まるでそれは閂のかかった扉の隙間から滲み出てくるように。今まで全く意に介さなかったことが頭に浮かんで離れなくなる。
少年は人目を盗んでは、自宅の蔵に仕舞い込まれていた古ぼけた書物や、財産として保管されたがらくたを漁るようになった。
好奇心は尽きない。同世代の子供と比べて聡明だった少年は、自分の全く理解の及ばない存在に対する興味に取り憑かれていた。
そしてある日見つけた記述で、『桜花教』という宗教の存在に歪さを覚える。
家族とは違い、熱心に桜花教の教えに従っている訳ではない少年にとって、年に何度かある桜花神社への参拝は酷く退屈なものだった。
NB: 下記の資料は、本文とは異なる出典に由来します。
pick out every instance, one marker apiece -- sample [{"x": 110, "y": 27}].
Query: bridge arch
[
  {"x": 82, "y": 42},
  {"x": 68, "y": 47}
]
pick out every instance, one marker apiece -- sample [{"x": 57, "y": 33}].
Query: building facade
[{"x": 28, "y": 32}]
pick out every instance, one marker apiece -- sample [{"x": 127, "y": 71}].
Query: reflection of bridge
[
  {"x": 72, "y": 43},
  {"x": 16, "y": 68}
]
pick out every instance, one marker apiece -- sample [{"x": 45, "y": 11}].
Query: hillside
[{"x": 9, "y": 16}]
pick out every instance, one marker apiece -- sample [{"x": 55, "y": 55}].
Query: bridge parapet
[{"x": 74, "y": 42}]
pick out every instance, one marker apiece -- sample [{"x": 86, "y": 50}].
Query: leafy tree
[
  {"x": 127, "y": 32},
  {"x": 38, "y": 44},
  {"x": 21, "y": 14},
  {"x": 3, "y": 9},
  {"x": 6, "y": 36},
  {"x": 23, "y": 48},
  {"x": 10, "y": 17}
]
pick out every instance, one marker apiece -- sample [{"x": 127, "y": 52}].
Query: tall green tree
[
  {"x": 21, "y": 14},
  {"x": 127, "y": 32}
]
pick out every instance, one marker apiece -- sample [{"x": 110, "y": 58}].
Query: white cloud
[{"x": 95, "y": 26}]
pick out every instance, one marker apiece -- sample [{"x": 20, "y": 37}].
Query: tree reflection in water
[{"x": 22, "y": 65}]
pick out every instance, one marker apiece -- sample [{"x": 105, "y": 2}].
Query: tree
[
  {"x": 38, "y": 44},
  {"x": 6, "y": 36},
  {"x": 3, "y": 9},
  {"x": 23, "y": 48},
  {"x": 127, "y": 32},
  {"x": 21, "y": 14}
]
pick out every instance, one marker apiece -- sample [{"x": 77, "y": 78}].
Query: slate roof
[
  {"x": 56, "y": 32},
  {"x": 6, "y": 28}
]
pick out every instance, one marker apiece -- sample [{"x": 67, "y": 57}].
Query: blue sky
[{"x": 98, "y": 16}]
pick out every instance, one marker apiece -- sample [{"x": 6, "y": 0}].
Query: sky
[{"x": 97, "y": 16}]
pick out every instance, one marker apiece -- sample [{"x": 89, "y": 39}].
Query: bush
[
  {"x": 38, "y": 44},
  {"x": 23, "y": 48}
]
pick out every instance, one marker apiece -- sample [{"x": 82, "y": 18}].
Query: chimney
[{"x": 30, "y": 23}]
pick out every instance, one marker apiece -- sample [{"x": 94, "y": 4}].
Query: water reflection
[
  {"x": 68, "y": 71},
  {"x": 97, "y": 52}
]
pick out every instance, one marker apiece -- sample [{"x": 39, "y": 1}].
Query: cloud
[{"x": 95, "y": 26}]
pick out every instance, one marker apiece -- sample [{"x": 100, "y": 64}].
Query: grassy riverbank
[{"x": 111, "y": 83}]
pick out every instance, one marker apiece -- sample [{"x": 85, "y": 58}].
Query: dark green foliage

だから、神社に自らの意思で出向いたのはその日が初めてだった。
少年は長く伸びる石段を上る。
登り切ったその瞬間、春一番とも呼べる突風が吹き、石畳に降り積もっていた桜の花びらが舞い上がった。
被っていた学生帽を慌てて抑え、少年は下を向く。
やがて、風が収まった後……鳥居の先へ目を向けた少年は、小柄な人影を見つけた。
竹箒を持った少女。
少女は、きょとんとした顔で少年のことを見ていたが、やがて彼が参拝客であることに気が付いたのか淑やかな仕草で礼をする。
ようこそ、おいで下さいました。
少女の醸し出す柔らかな印象とは裏腹に、凛として芯の通った声。
少年は少しの間、自分がここに来た目的すらも忘れて呆けていた。
そして苦笑する。まさか、自分が。
目の前にいる人間の事を、まるで桜の精のようだ、などと非現実的な事を考えるなんて。
その日少年は少女と語らい、友人となった。
季節が巡り、少年が他者に決して話さなかった『異なる世界』の存在についても、少女は馬鹿げていると笑わずに聞いてくれた。
神社で少女と話しているその時だけが、生家の長男でもなく、教師達から期待と好奇の目を向けられる学徒でもなく、ただ一人の少年として振る舞っていられる瞬間だった。
少年は、彼が『少年』で居られなくなるその時まで、ひと時たりとも途切れなければいいのにと……そう思っていた。